La tension est montée d'un cran, ce vendredi 10 octobre 2025, à Gabès. Plusieurs citoyens sont descendus dans la rue pour dénoncer la dégradation continue de la situation environnementale dans la région. En colère, ils ont marché en direction du Groupe chimique tunisien (GCT) pour exiger le démantèlement des unités polluantes responsables de la multiplication des fuites de gaz et des cas d'asphyxie. Les manifestants, parmi lesquels de nombreux habitants de Chatt Essalem, la zone la plus touchée, ont brandi des pancartes dénonçant un « crime environnemental » et réclamant le droit à un air sain. Certains ont réussi à pénétrer dans l'enceinte du complexe chimique, symbole, pour eux, d'un Etat absent face à la détresse d'une population sacrifiée depuis des décennies. Plusieurs habitants ont affirmé que leurs enfants souffraient de maux de tête, de toux ou de difficultés respiratoires, particulièrement après chaque épisode de fuite ou d'émanation de gaz.

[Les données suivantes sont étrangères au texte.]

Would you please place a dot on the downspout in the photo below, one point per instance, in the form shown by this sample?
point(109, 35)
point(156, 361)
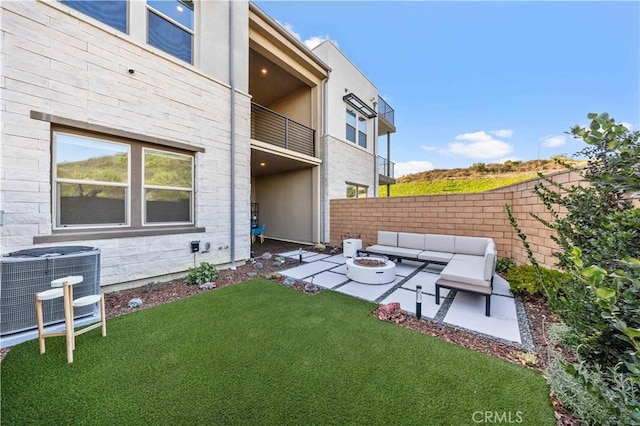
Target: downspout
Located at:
point(389, 162)
point(232, 141)
point(323, 173)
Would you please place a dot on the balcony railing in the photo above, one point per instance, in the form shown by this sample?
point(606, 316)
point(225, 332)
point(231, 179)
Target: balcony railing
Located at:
point(276, 129)
point(385, 167)
point(385, 111)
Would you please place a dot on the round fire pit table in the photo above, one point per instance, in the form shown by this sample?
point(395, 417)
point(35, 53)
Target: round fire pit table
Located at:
point(371, 270)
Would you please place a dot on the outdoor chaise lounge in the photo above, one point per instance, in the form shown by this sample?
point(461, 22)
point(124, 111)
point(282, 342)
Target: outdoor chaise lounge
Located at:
point(470, 261)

Face à la colère grandissante, l'armée est intervenue pour sécuriser les lieux. L'intervention s'est déroulée dans le calme, sans heurts ni affrontements, permettant de rétablir l'ordre autour du site tout en évitant l'escalade.

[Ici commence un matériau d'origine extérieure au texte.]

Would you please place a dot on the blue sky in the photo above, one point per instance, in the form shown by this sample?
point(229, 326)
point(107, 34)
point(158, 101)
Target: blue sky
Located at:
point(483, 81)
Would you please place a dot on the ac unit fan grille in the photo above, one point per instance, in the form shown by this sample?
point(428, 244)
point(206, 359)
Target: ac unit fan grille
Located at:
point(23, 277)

Cette mobilisation fait suite à un nouvel incident survenu plus tôt dans la journée : plusieurs élèves du collège Chatt Essalem ont été victimes d'asphyxie à la suite d'émissions de gaz provenant du GCT. La protection civile a dû intervenir d'urgence pour les évacuer et leur prodiguer les premiers soins. Ces scènes, désormais récurrentes, ont suscité une vague d'indignation dans toute la région. Dans un communiqué, la section régionale de l'Union générale tunisienne du travail (UGTT) a dénoncé la vétusté des installations du Groupe chimique tunisien et la répétition quotidienne des cas d'asphyxie, qualifiant la situation de « bombe à retardement ». Le syndicat a mis en garde contre le risque d'une grève générale régionale, si les autorités ne prennent pas rapidement des mesures concrètes pour protéger les habitants et mettre fin aux fuites de gaz. L'UGTT a également rappelé que les infrastructures de santé locales ne sont pas en mesure de faire face aux urgences environnementales, notamment en matière de transport et de prise en charge des victimes. L'organisation syndicale considère que l'Etat porte une responsabilité directe dans cette crise, parlant d'un « crime d'Etat » commis depuis des décennies contre la population de Gabès.
En réaction à la montée de la colère, le président de la République, Kaïs Saïed, a promis la mise en œuvre de mesures concrètes pour restaurer un environnement sûr et préserver la santé publique. Mais sur le terrain, la méfiance reste profonde : à Gabès, les habitants affirment qu'ils ne croient plus aux promesses et qu'ils n'attendront plus pour faire entendre leur droit à la vie.